Andrew Gross The One Man.jpg

Winner: The One Man by Andrew Gross

Honorable Mentions: The 14th Colony (Steve Berry); Ruler of the Night (David Morrell); Pharaoh (Wilbur Smith); The Gangster (Clive Cussler) 

Comments: Andrew Gross wrote a truly phenomenal, emotionally-charged thriller that is as good as anything published in the past several years. The One Man will make you laugh, cry, cheer, give you goosebumps, and leave you speechless. Everyone, regardless of which genre you normally enjoy, should read this book! 

Best Political Thriller


Winner: Foreign Agent by Brad Thor

Honorable Mentions: Order To Kill (Kyle Mills); First Strike (Ben Coes); The Black Widow (Daniel Silva); Overwatch (Matthew Betley); The Wolves (Alex Berenson); Night School (Lee Child); True Faith and Allegiance (Mark Greaney); Ghosts of War (Brad Taylor); Extreme Prey (John Sandford) 

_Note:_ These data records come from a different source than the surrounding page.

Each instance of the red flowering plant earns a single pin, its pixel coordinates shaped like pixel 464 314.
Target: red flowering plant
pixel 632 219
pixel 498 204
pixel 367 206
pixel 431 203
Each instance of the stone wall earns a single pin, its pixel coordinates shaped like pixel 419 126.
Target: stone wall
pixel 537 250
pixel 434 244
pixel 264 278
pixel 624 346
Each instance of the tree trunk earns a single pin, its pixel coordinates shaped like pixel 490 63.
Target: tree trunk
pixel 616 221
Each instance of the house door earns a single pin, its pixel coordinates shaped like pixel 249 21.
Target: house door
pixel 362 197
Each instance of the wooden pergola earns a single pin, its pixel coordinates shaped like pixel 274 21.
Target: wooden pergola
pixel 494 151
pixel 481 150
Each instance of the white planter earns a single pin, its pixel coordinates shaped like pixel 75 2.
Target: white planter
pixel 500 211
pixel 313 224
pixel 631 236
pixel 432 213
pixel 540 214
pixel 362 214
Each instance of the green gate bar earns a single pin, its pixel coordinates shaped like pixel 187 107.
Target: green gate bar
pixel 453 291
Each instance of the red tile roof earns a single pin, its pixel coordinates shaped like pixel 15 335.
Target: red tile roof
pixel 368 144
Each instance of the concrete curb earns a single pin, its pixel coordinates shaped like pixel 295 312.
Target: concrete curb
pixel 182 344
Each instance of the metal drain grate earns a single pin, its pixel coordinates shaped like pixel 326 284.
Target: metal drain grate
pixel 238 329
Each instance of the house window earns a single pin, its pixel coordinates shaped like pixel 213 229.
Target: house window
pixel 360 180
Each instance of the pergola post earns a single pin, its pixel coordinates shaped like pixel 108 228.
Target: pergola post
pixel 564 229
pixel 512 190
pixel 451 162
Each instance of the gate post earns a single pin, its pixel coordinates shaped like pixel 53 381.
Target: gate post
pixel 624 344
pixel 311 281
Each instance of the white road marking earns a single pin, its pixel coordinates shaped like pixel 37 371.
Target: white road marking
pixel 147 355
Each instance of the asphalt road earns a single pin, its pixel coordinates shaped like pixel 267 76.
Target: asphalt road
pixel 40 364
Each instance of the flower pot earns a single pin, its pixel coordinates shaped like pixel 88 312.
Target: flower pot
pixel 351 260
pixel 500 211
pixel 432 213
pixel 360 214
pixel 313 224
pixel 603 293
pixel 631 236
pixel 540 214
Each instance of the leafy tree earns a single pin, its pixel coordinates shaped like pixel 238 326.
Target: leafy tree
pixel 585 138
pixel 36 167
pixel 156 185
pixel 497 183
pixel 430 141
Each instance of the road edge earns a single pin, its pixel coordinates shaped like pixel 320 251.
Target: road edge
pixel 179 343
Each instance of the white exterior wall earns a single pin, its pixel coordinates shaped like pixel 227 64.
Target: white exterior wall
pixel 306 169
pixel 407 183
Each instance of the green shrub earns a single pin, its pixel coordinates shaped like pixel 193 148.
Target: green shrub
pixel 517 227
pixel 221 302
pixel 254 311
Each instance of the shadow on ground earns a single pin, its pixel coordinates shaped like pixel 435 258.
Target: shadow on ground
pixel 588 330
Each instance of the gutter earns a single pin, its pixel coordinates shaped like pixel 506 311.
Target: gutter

Comments: Coes and Mills were definitely in the running, and so was Greaney’s latest Clancy novel, but at the end of the day, nobody outdid Brad Thor in 2016. Here’s the thing–lots of authors are really good at different stuff, and everyone has their strengths. Thor, though, is the most well-rounded of them all; he literally has no weaknesses and seems incapable of writing a bad book. Foreign Agent is a blistering, fast-paced thriller that felt all too real considering some of the recent headlines. If you read one political thriller from 2016, it should be this one. 

Best Spy Thriller


Winner: Orphan X by Gregg Hurwitz

Honorable Mentions: Back Blast (Mark Greaney); The First Order (Jeff Abbott); Assassin’s Silence (Ward Larsen); A Time To Die (Tom Wood); Red Right Hand (Chris Holm); A Soldier’s Revenge (Matthew Dunn)

Comments: This book is a nonstop thrill ride from beginning to end. Evan Smoak, like we said above, is one of the genre’s best new characters in a very long time. Hurwitz’s layered, original plot kept a lot of readers wide awake all night in 2016. There were lots of great spy books in ’16, but Orphan X stood above the rest. 

Best Legal Thriller


Winner: The Whistler by John Grisham

Honorable Mentions: Infamy (Robert K. Tanenbaum); The 7th Canon (Robert Dugoni) 

Comments: If we’re all being honest, 2015 was an uncharacteristically low point for Grisham, one of the world’s most famous authors. Rogue Lawyer, his 2015 novel, was a dud–and read more like a collection of short stories than a book. He came back with a vengeance last year, putting out one of his best books of the decade with The Whistler. In a time when whistleblowers are getting lots of play on the news, Grisham developed a brilliant concept that mirrors several recent headlines. The end result was, as readers have come to expect from Grisham, absolutely fantastic. 

Best Psychological Thriller

Lisa Gardner FInd Her.jpg

Winner: Find Her by Lisa Gardner

Honorable Mentions: Don’t You Cry (Mary Kubica); The Last Good Girl (Allison Leotta); Only Daughter (Anna Snoekstra); Close Your Eyes (Michael Robotham)

Comments: Everyone is looking for the next Gone Girl or Girl On The Trainin fact, it’s one of the top questions we receive from readers via email and messages on social media. It’s hard for any book to live up to those expectations, but Gardner can hold her own with anyone in the genre right now–and Find Her is every bit as good as those other books written by Gillian Flynn and Paula Hawkins. 

Best Military Thriller

Brad Taylor Ghosts of War.jpg

Winner: Ghosts of War by Brad Taylor

Honorable Mentions: Warning Order (Joshua Hood); Onslaught (David Poyer); Shadow War (Sean McFate); Ghost Sniper (Scott McEwen); Tier One (Brian Andrews and Jeffrey Wilson); Drone Threat (Mike Madden)

Comments: Brad Taylor is the best military thriller alive, and number two isn’t close. Nobody understands the inner workings and intricacies of the special ops world better than him, and he’s churned out numerous high-voltage plot lines since he burst on the literary scene with One Rough Man in 2011. Last year, though, Taylor got out of his comfort zone with Ghosts of War and found a new antagonist to take on Pike Logan and the rest of the Taskforce. The end result was a blockbuster hit, and one of 2016’s best thrillers.